8. Hotel-Specific Behaviors

  • Property photos are the highest-volume class (10–50 per property × N properties). Server-side optimization to WebP + AVIF in three sizes (thumb 320 px, hero 1280 px, full 1920 px) is mandatory before the photo flips to ready — bandwidth in target markets is constrained.
  • Guest ID scans uploaded at check-in (reservation-service) are highly sensitive PII. They land in the private bucket with at-rest CMEK + a pii_id_scan retention policy that enforces redaction after the configured jurisdiction window (default 30 days for AF, 90 days for FR, configurable per tenant).
  • Tenant logos and theme assets are CDN-cached with an 8 h TTL and explicitly invalidated on update.
  • Generated invoices carry a long-term tax_compliance retention policy (default 7 years; per-jurisdiction override).
  • Vendor lock reports (lock-integration-service) carry a 12-month rolling retention policy.

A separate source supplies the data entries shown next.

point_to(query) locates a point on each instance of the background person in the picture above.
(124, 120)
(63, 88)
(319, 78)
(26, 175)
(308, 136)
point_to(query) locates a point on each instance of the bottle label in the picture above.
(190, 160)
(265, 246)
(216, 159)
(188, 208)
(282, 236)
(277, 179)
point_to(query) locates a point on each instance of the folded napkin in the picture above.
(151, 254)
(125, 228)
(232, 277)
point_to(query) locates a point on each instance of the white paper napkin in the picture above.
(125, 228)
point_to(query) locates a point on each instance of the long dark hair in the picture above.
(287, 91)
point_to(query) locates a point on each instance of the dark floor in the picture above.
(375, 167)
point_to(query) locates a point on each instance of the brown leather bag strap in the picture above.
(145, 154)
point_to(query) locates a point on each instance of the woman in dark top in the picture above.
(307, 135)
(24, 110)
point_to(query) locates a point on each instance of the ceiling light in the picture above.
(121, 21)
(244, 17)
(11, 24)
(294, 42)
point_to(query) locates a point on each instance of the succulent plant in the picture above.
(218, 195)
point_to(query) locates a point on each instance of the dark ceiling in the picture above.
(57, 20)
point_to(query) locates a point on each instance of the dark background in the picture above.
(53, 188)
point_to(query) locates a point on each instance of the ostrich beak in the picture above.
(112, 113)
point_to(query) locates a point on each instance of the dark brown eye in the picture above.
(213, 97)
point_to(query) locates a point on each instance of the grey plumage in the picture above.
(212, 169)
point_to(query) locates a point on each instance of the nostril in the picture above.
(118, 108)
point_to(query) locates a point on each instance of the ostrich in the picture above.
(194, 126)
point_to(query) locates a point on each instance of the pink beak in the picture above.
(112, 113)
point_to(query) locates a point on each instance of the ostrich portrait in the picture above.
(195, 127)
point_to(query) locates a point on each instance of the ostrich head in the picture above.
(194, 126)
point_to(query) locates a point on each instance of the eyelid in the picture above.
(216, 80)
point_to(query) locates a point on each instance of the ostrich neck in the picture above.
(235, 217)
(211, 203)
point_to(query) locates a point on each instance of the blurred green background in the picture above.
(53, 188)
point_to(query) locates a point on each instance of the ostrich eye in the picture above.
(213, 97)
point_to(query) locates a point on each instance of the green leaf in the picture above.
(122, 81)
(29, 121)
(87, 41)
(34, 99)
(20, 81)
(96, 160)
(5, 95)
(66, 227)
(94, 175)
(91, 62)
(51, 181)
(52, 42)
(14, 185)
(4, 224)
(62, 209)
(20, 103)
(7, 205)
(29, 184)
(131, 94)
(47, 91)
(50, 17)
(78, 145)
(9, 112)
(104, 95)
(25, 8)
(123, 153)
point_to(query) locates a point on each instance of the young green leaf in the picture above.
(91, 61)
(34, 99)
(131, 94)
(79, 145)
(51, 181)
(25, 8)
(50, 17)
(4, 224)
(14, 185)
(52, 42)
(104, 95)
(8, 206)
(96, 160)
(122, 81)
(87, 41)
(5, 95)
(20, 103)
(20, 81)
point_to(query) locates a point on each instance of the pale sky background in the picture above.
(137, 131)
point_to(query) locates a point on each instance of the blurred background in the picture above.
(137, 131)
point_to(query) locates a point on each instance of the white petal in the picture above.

9. Edge Cases (top-of-mind)

  • Download before scan completes → block with 409 MELMASTOON.FILE.SCAN_PENDING. The producer service receives file.scan.passed.v1 to flip its own status (e.g., property Photo.uploaded → ready).
  • Quota exceeded at initiate → 402 MELMASTOON.FILE.QUOTA_EXCEEDED; emit bucket.quota_warning.v1 at 80 % and 95 %.
  • Resumable upload abandoned (no confirm within session TTL of 1 h) → cleanup job deletes the partial GCS object and emits upload.failed.v1 with reason: 'session_expired'.
  • CDN cache lag after delete → invalidate request issued synchronously; clients are warned via Cache-Control: max-age=300 to limit blast radius. Sensitive content is never served via CDN.
  • Signed URL leak → audit row AccessGrant records every issuance with caller, tenant, IP, UA, and resource path; revocation is implemented via Redis blacklist of the URL signature until natural expiry.
  • Cross-tenant signed URL theft → impossible by construction: the signature is bound to a tenant-prefixed resource path, and the URL's Host validates against the bucket. A theft attempt fails at GCS, and the resulting access log is exported to BigQuery for SIEM correlation.
  • Large file > 50 MB → must use resumable / chunked upload flow (uploadType=resumable); the API surfaces a chunk size of 8 MiB.
  • Duplicate detection → SHA-256 of the bytes is required at confirm; if a file with the same hash already exists for the tenant + scope, the new FileObject row is created as an alias pointing to the same GCS object (refcount).

10. Sync Contract

file-storage-service does not replicate to the Electron desktop SQLite store. The desktop interacts via the same signed-URL workflow over the network when online. When offline, a small queue of pending uploads is held on disk and replayed when the device reconnects. See SYNC_CONTRACT for the offline upload queue protocol and idempotency rules.

11. AI Touchpoints

All AI calls are routed through ai-orchestrator-service (no direct provider calls). Capabilities:

  • file.image.safety_classify — pre-scan classifier on uploaded photos to flag explicit / violent content (HITL queue for tenant-policy review).
  • file.image.alt_text_draft — accessibility alt text in tenant locales (HITL accept-only on property-service photos and theme-config-service assets).
  • file.image.exif_redact — strip GPS + device EXIF on pii_id_scan and any image flagged as contains_guest_likeness=true.
  • file.id_scan.ocr_redact — for guest ID scans, OCR + selective redaction of non-essential fields (HITL gated; required by reservation-service workflow).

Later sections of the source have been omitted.